Mobility of Vulnerable Elders (MOVE): study protocol to evaluate the implementation and outcomes of a mobility intervention in long-term care facilities
1 Faculty of Nursing, University of Alberta, Edmonton, Canada
2 Faculty of Rehabilitation Medicine, University of Alberta, Edmonton, Canada
3 Faculty of Medicine and Dentistry, University of Alberta, Edmonton, Canada
BMC Geriatrics 2011, 11:84 doi:10.1186/1471-2318-11-84Published: 16 December 2011
Almost 90% of residents living in long-term care facilities have limited mobility which is associated with a loss of ability in activities of daily living, falls, increased risk of serious medical problems such as pressure ulcers, incontinence and a significant decline in health-related quality of life. For health workers caring for residents it may also increase the risk of injury. The effectiveness of rehabilitation to facilitate mobility has been studied with dedicated research assistants or extensively trained staff caregivers; however, few investigators have examined the effectiveness of techniques to encourage mobility by usual caregivers in long-term care facilities.

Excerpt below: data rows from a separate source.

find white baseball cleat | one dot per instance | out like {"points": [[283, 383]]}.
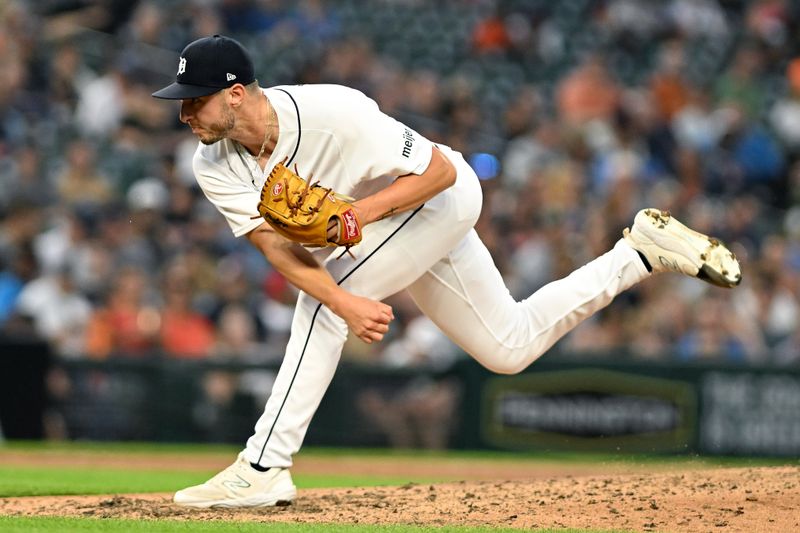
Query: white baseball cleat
{"points": [[240, 485], [669, 246]]}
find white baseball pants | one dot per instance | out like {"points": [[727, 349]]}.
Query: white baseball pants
{"points": [[435, 253]]}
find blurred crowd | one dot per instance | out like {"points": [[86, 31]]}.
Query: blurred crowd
{"points": [[575, 114]]}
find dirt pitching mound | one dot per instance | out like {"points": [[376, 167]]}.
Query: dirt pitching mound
{"points": [[726, 500]]}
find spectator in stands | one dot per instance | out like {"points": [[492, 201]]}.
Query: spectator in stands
{"points": [[125, 326], [185, 333], [588, 93]]}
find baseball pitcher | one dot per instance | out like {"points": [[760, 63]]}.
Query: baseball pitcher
{"points": [[352, 206]]}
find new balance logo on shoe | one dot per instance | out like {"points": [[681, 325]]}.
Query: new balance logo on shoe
{"points": [[234, 484]]}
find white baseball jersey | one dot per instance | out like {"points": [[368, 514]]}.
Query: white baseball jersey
{"points": [[345, 146], [341, 137]]}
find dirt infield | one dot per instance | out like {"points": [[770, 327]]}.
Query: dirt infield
{"points": [[631, 498]]}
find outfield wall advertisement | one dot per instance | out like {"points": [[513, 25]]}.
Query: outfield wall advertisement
{"points": [[642, 408], [557, 404]]}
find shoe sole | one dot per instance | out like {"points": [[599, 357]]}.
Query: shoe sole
{"points": [[276, 500], [714, 262]]}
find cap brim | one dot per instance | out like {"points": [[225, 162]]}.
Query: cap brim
{"points": [[181, 91]]}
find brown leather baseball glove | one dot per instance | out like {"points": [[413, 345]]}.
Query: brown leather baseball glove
{"points": [[301, 210]]}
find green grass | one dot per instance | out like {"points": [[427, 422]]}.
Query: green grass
{"points": [[48, 525]]}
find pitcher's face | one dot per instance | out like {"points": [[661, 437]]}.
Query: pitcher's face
{"points": [[210, 117]]}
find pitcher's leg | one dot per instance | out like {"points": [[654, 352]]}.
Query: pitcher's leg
{"points": [[309, 364], [467, 298], [394, 254]]}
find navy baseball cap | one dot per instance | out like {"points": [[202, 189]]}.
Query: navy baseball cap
{"points": [[209, 65]]}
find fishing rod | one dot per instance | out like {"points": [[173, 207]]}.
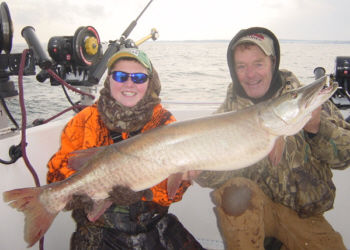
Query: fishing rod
{"points": [[99, 68]]}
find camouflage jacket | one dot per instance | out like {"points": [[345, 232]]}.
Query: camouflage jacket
{"points": [[303, 178]]}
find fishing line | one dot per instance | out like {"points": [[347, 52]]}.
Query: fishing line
{"points": [[24, 127]]}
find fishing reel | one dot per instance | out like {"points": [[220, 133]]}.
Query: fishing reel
{"points": [[9, 63], [73, 56], [341, 98]]}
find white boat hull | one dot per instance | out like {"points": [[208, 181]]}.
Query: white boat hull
{"points": [[195, 211]]}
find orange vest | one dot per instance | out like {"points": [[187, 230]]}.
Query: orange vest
{"points": [[86, 130]]}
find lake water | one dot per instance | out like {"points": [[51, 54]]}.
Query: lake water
{"points": [[190, 72]]}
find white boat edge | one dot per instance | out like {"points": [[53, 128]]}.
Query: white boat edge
{"points": [[195, 211]]}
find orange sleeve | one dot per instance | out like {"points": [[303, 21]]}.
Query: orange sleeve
{"points": [[81, 132]]}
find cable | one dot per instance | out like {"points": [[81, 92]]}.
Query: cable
{"points": [[9, 115], [23, 130]]}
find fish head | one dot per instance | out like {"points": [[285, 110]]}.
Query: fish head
{"points": [[288, 113]]}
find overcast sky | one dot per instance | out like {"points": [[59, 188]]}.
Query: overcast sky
{"points": [[183, 19]]}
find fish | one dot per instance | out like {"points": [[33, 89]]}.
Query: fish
{"points": [[217, 142]]}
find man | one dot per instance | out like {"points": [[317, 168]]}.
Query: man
{"points": [[285, 195]]}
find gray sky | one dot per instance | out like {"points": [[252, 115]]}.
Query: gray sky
{"points": [[183, 19]]}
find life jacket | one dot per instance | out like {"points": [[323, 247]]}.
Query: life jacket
{"points": [[86, 130]]}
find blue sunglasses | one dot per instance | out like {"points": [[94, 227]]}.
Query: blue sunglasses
{"points": [[121, 76]]}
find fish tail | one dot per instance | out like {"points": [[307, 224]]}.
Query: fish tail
{"points": [[37, 218]]}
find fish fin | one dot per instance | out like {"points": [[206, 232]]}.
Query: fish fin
{"points": [[37, 218], [78, 158], [173, 184], [98, 209]]}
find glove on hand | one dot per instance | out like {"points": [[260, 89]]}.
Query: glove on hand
{"points": [[124, 196], [80, 201]]}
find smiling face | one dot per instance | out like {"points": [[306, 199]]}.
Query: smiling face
{"points": [[254, 70], [128, 93]]}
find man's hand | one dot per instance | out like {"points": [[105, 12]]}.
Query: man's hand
{"points": [[191, 175], [80, 201], [276, 153], [313, 126]]}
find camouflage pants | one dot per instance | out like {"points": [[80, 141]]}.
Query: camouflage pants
{"points": [[246, 216], [167, 233]]}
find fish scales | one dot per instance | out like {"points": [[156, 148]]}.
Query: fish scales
{"points": [[220, 142]]}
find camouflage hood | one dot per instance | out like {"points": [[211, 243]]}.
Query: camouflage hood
{"points": [[236, 88]]}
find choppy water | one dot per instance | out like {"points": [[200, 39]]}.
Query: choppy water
{"points": [[189, 72]]}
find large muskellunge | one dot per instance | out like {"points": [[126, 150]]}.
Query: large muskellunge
{"points": [[238, 139]]}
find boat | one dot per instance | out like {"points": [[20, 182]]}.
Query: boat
{"points": [[195, 211]]}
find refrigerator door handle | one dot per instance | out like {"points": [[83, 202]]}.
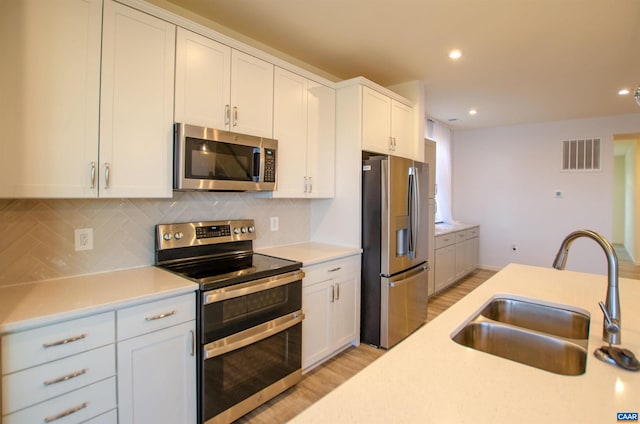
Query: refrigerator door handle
{"points": [[413, 206]]}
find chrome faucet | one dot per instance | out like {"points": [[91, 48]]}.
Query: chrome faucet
{"points": [[611, 326]]}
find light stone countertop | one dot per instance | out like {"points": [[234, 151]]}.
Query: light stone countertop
{"points": [[45, 302], [446, 228], [428, 378], [310, 253]]}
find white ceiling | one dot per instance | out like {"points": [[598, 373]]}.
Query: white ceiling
{"points": [[524, 61]]}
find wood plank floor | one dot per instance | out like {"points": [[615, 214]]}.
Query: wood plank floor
{"points": [[320, 381]]}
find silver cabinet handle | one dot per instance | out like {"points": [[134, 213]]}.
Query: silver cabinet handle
{"points": [[160, 316], [66, 413], [65, 341], [65, 377], [93, 175], [107, 174]]}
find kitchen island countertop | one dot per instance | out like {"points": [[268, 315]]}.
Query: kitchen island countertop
{"points": [[428, 378], [310, 253]]}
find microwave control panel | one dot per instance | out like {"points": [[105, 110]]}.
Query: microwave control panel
{"points": [[269, 166]]}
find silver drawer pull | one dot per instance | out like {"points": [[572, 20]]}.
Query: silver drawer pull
{"points": [[66, 377], [66, 413], [65, 341], [160, 316]]}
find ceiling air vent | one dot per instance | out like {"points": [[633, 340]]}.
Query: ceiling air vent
{"points": [[581, 155]]}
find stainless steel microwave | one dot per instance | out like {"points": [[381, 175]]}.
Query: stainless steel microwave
{"points": [[214, 160]]}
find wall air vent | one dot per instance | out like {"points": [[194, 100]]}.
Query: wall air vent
{"points": [[581, 155]]}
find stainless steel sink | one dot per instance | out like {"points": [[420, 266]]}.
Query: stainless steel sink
{"points": [[549, 338], [535, 316]]}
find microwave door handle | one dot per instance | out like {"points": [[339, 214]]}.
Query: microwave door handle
{"points": [[410, 211]]}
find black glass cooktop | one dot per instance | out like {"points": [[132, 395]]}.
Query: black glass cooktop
{"points": [[218, 272]]}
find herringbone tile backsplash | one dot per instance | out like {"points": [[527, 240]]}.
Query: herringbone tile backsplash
{"points": [[37, 240]]}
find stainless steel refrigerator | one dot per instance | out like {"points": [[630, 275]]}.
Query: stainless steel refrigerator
{"points": [[394, 242]]}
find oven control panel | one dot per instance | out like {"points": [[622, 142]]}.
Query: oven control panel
{"points": [[169, 236]]}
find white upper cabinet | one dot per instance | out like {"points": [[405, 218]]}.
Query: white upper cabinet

This longitudinal, quasi-experimental study is designed to demonstrate the effect of the sit-to-stand activity carried out by residents in the context of daily care with health care aides. In three intervention facilities health care aides will prompt residents to repeat the sit-to-stand action on two separate occasions during each day and each evening shift as part of daily care routines. In three control facilities residents will receive usual care. Intervention and control facilities are matched on the ownership model (public, private for-profit, voluntary not-for-profit) and facility size. The dose of the mobility intervention is assessed through the use of daily documentation flowsheets in the health record. Resident outcome measures include: 1) the 30-second sit-to-stand test; 2) the Functional Independence Measure; 3) the Health Utilities Index Mark 2 and 3; and, 4) the Quality of Life - Alzheimer's Disease.
There are several compelling reasons for this study: the widespread prevalence of limited mobility in this population; the rapid decline in mobility after admission to a long-term care facility; the importance of mobility to quality of life; the increased time (and therefore cost) required to care for residents with limited mobility; and, the increased risk of injury for health workers caring for residents who are unable to stand. The importance of these issues is magnified when considering the increasing number of people living in long-term care facilities and an aging population.
This clinical trial is registered with ClinicalTrials.gov (trial registration number: NCT01474616).